Due to technical complexities, the basophil activation test (BAT) has traditionally been constrained to research environments. However, recent innovations, including developing dry, ready-to-use reagents and simplified protocols, have opened up opportunities for broader clinical application. This study aimed to evaluate the feasibility of implementing a streamlined BAT (sBAT) within the multicenter framework of the EPITOPE trial, which investigates EPicutaneous ImmunoTherapy (EPIT™) for peanut allergy, and to assess its predictive value for outcomes in peanut double-blind placebo-controlled food challenges (DBPCFC). Whole blood samples from 241 children aged 1-3 years, who were undergoing baseline DBPCFC as part of the EPITOPE study across 15 North American clinical sites, were prepared using sBAT reagents and analyzed within five days of collection at a central laboratory.

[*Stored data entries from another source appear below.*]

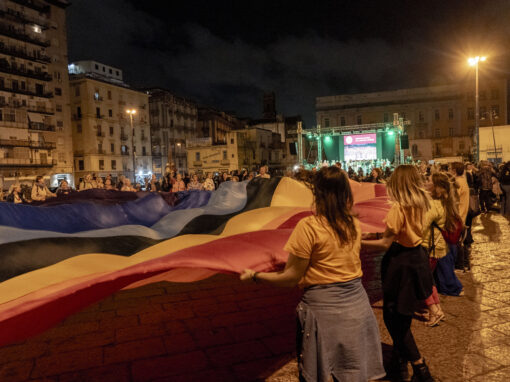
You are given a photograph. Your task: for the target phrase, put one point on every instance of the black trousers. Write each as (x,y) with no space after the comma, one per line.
(399,327)
(485,200)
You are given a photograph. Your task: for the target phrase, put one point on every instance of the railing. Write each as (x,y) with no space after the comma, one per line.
(20,35)
(40,109)
(26,92)
(32,144)
(39,7)
(40,126)
(13,51)
(6,68)
(23,162)
(19,16)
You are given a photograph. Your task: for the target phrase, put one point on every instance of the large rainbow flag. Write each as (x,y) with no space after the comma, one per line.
(58,258)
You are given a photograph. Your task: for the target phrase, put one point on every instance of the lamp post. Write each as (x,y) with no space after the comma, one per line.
(131,113)
(473,61)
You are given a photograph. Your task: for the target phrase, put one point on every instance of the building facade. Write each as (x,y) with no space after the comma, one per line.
(35,118)
(173,121)
(107,139)
(441,118)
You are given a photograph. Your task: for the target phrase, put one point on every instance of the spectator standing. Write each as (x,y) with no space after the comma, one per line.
(208,183)
(40,191)
(504,179)
(179,184)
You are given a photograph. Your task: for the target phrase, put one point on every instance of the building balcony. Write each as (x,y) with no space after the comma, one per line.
(6,68)
(11,14)
(31,144)
(16,52)
(27,92)
(22,36)
(40,110)
(36,5)
(40,126)
(23,162)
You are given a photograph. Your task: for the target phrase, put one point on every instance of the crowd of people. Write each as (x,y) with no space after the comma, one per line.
(172,181)
(426,237)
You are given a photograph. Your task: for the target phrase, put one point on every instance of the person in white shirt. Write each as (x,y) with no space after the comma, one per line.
(263,173)
(39,191)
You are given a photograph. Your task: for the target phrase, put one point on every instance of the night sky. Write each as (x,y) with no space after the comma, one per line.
(227,53)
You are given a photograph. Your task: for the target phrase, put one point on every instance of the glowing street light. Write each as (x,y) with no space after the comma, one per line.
(473,61)
(131,113)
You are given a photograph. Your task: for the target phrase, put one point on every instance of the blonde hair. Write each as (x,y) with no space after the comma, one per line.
(405,187)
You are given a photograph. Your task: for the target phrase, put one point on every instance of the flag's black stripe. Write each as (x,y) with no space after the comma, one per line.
(21,257)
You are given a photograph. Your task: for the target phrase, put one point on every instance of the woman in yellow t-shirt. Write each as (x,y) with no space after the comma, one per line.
(337,334)
(405,273)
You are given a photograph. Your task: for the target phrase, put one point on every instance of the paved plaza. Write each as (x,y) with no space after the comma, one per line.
(221,330)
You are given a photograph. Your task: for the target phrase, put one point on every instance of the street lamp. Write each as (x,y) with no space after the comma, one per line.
(131,113)
(473,61)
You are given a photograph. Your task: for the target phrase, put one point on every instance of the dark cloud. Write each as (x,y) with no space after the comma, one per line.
(230,65)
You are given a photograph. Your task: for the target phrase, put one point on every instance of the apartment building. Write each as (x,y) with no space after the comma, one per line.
(441,118)
(35,119)
(173,121)
(110,123)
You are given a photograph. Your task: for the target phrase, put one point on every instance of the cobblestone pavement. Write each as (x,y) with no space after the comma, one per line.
(221,330)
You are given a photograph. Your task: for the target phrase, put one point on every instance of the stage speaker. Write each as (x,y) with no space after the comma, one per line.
(404,142)
(293,148)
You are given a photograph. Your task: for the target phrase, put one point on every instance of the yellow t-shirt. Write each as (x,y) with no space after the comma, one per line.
(330,262)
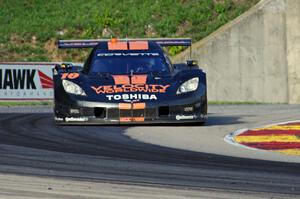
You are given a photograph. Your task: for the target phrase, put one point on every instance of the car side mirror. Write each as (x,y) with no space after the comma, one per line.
(191,63)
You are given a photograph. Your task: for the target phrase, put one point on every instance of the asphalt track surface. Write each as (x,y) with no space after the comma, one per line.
(36,155)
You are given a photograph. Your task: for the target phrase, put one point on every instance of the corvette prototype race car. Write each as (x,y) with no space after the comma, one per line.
(129,81)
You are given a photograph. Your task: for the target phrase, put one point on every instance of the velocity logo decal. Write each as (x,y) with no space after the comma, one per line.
(46,81)
(130,88)
(282,138)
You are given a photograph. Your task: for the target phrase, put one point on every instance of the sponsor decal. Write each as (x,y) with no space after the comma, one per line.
(185,117)
(76,119)
(69,75)
(282,138)
(132,97)
(59,119)
(127,54)
(138,89)
(26,81)
(132,88)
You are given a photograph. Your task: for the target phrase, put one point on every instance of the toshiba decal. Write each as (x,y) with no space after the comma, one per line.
(26,81)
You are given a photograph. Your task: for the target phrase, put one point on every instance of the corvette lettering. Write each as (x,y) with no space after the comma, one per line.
(126,88)
(132,97)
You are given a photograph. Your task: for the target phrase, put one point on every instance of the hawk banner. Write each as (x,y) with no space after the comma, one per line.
(26,81)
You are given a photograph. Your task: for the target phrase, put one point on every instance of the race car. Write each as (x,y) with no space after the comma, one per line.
(129,81)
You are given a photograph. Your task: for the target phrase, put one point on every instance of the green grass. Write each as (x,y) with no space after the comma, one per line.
(29,103)
(28,26)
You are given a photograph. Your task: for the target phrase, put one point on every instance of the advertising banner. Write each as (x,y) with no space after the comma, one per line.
(26,81)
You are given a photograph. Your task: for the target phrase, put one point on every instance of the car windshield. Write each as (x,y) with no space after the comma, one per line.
(138,64)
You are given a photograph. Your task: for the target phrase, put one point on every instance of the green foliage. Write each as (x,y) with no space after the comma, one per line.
(77,19)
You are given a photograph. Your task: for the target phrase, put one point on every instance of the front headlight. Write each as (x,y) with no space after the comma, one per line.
(188,86)
(72,88)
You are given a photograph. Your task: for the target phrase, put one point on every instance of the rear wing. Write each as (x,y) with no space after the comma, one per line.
(92,43)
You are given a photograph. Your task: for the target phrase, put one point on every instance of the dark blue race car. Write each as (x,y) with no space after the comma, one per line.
(129,81)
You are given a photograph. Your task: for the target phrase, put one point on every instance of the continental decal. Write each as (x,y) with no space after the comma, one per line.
(130,88)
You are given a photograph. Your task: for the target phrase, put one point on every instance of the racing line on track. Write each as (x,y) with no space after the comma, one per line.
(31,144)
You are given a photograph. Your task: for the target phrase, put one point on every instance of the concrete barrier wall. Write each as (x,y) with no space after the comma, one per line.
(254,58)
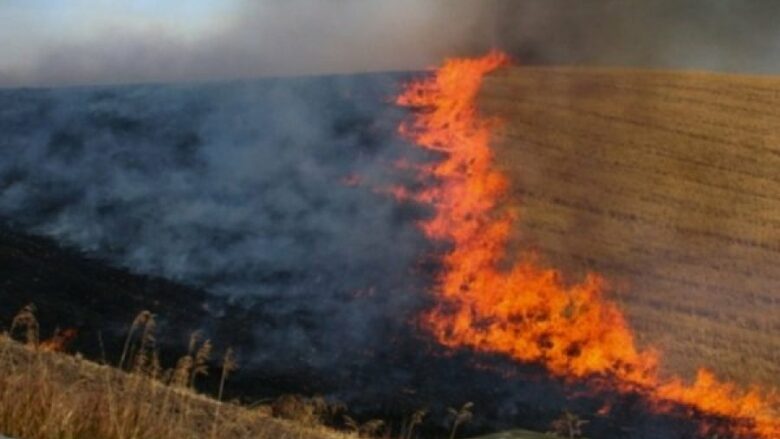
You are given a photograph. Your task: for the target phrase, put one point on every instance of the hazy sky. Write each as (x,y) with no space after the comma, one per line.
(112,41)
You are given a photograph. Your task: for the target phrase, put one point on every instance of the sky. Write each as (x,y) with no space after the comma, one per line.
(63,42)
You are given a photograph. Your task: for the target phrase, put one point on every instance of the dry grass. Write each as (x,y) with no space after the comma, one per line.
(48,395)
(669,184)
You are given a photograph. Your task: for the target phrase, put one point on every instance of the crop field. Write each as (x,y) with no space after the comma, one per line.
(667,183)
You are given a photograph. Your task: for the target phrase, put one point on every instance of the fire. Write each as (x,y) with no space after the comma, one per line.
(527,311)
(59,341)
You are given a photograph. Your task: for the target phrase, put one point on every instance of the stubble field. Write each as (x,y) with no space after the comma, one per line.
(668,183)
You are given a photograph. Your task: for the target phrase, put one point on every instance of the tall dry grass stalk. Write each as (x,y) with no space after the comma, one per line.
(50,395)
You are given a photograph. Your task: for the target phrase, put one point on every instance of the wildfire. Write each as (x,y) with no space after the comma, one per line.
(59,341)
(527,311)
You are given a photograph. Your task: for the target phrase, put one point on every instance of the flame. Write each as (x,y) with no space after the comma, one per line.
(527,311)
(59,341)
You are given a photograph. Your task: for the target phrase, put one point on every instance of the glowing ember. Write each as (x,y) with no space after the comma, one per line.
(60,341)
(527,311)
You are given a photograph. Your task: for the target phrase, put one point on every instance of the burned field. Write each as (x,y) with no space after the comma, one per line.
(289,220)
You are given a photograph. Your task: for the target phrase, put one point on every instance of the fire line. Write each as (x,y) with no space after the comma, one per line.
(528,312)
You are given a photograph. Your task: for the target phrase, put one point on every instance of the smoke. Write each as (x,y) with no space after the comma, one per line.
(246,190)
(297,37)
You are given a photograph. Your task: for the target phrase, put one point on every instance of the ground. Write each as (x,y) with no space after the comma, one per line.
(666,183)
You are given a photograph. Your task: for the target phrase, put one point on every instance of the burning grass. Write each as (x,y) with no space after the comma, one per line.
(526,311)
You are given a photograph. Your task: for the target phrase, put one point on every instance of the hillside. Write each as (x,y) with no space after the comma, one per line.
(666,183)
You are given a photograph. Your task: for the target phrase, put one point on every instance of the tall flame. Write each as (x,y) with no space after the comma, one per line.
(526,311)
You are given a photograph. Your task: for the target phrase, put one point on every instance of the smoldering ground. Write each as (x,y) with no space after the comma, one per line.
(266,192)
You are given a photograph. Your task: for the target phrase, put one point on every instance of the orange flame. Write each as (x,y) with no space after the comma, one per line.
(526,311)
(59,341)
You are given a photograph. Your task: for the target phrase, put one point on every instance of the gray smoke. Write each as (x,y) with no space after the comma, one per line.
(294,37)
(267,192)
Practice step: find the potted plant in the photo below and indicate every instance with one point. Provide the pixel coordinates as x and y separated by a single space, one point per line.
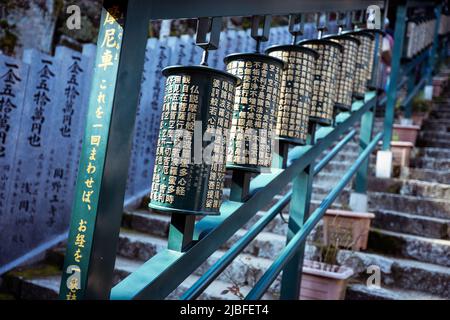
421 109
401 153
324 280
406 132
348 228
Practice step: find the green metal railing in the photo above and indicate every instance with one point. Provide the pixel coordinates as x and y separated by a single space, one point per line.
165 271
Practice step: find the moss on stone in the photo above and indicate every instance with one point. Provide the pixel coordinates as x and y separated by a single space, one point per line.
6 296
35 271
8 39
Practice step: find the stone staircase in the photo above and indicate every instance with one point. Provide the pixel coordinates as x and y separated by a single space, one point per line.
410 236
409 240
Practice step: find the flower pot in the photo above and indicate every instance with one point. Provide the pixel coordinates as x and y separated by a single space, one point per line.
401 153
439 84
418 118
407 133
322 281
347 229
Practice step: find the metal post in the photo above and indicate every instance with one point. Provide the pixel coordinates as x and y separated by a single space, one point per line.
365 136
89 263
240 186
410 87
433 51
298 213
399 35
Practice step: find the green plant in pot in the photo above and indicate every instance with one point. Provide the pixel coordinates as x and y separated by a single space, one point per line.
324 279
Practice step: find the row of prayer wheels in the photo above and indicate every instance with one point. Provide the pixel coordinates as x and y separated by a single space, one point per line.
420 34
240 112
444 24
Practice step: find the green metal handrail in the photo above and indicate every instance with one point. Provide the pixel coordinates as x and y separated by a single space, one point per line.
214 271
159 276
163 273
299 239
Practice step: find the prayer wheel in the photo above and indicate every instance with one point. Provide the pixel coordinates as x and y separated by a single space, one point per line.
251 135
200 98
344 93
325 79
374 54
292 116
363 59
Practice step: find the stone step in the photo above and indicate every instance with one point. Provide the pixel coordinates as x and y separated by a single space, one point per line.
321 191
400 273
434 143
432 163
358 291
415 188
327 178
147 221
435 127
426 175
412 224
432 122
141 246
437 208
39 281
434 135
436 251
46 287
437 153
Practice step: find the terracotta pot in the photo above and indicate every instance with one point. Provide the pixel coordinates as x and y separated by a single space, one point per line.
418 118
319 284
439 83
401 152
347 229
407 133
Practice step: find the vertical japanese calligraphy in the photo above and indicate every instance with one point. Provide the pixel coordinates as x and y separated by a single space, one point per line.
344 91
296 91
251 134
362 63
13 78
196 98
325 79
92 156
28 167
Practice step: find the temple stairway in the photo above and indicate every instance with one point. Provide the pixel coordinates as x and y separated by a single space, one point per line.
409 240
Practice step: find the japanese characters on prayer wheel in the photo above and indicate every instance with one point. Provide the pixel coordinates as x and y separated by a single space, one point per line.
251 135
325 79
292 115
196 98
363 60
372 72
344 91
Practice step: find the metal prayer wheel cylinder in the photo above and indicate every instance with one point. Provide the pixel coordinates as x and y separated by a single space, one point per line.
363 59
344 92
183 183
292 115
374 53
325 79
251 135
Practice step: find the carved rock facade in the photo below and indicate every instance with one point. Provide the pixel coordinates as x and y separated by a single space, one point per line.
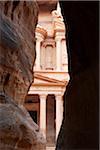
17 55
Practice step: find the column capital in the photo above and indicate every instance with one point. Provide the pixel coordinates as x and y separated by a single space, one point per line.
58 96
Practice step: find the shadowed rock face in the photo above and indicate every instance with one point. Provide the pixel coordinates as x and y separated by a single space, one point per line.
17 55
80 124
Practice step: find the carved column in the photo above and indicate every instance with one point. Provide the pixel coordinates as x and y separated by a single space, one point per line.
59 113
43 114
58 54
38 47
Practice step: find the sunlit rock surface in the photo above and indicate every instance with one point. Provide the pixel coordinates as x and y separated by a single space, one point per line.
18 20
79 130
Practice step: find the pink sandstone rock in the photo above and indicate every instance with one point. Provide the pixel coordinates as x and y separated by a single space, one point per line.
18 20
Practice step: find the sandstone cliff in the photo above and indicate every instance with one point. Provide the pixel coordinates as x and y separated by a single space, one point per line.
17 55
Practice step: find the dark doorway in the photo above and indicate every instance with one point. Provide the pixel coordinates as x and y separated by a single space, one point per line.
33 115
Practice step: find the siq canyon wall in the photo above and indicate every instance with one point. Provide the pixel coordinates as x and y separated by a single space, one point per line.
79 129
18 20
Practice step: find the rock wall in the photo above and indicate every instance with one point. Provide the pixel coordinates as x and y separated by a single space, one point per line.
80 124
18 20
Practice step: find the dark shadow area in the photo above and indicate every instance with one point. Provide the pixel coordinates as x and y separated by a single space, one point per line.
80 128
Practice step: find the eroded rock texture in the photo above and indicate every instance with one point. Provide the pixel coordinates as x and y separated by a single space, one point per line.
17 55
79 130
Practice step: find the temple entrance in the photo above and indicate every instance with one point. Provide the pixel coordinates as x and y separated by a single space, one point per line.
33 107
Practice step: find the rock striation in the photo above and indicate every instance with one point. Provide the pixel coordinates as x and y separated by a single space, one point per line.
80 128
18 20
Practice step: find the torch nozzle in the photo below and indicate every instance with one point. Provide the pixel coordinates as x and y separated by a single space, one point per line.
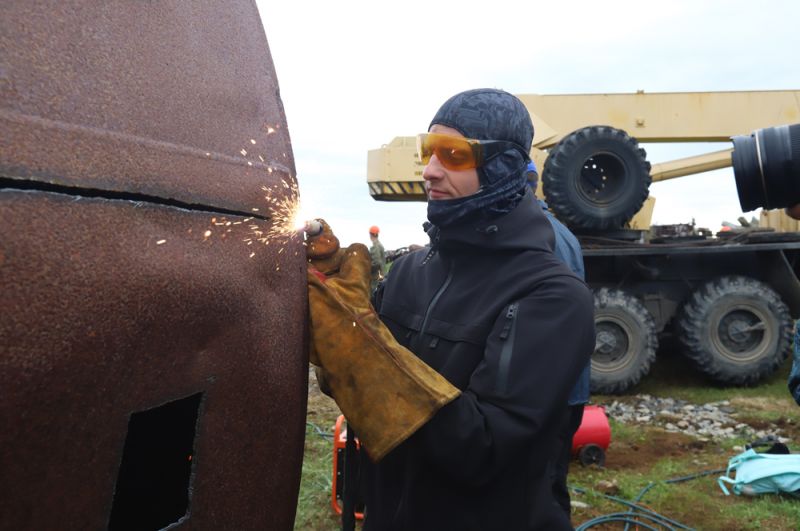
312 227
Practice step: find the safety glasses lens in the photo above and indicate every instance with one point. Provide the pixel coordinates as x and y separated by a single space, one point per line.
453 152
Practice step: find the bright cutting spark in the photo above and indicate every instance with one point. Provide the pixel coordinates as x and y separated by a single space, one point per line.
284 217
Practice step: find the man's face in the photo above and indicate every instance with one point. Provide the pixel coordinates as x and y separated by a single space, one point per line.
441 183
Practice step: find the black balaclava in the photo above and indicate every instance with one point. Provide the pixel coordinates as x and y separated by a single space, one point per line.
486 114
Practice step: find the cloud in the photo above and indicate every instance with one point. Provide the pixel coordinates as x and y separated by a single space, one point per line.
355 74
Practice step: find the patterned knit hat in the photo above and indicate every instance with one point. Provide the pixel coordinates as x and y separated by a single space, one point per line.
487 114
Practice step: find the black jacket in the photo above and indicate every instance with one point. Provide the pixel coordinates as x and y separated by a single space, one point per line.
490 308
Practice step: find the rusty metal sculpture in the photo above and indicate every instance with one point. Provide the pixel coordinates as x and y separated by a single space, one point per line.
152 371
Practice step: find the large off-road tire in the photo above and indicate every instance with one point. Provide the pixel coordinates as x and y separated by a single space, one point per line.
596 178
625 344
735 329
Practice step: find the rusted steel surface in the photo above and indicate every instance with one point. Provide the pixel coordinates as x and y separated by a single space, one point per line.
113 307
157 98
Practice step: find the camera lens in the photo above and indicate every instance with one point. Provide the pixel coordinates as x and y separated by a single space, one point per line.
766 165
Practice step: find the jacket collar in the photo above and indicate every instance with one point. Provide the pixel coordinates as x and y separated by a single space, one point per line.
524 228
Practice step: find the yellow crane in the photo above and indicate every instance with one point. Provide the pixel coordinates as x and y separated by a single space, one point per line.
597 176
730 302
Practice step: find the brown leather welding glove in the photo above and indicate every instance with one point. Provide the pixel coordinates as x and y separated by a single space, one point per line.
383 389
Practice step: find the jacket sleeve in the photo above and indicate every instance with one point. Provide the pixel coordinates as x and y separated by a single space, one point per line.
533 356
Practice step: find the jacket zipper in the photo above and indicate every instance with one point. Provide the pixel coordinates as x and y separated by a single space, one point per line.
507 335
433 302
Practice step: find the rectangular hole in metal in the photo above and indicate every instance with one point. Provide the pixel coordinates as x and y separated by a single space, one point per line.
153 485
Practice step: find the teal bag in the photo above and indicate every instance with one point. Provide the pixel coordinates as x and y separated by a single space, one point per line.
762 473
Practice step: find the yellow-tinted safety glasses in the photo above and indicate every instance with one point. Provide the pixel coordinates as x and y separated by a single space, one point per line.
458 153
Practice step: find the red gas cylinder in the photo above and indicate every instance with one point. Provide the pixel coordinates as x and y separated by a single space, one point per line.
591 440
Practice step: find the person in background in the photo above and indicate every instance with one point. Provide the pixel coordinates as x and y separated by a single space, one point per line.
378 255
568 250
794 376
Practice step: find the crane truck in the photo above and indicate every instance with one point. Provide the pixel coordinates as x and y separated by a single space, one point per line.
730 302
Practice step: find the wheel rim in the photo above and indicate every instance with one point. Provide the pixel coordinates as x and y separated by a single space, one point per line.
612 345
741 333
602 179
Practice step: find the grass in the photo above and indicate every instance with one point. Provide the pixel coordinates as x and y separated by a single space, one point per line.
637 457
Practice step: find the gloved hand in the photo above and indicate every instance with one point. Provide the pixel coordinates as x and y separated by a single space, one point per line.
385 391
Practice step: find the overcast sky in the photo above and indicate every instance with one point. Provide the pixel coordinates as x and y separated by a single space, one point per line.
353 75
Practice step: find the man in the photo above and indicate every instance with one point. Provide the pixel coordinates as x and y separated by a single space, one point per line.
489 307
378 256
568 250
794 376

The eliciting dose (ED) for DBPCFC was determined following PRACTALL criteria. Employing a machine learning (ML) approach that integrated BAT-derived features, clinical characteristics, and peanut-specific IgE levels, the study aimed to predict DBPCFC outcomes, including ED (<300 mg or >300 mg) and epinephrine usage, using randomly partitioned training (n=182) and validation (n=59) subsets. Results indicated that the expression of basophil activation markers CD203c and CD63 was significantly correlated with ED and severity outcomes. The most relevant peanut extract concentrations for these associations in the sBAT assay were 1 and 10 ng/ml. Notably, ML models based solely on BAT-derived features achieved high sensitivities of 0.86 and 0.85 for predicting ED and epinephrine use, respectively, though specificities were more variable, ranging from 0.60 to 0.80.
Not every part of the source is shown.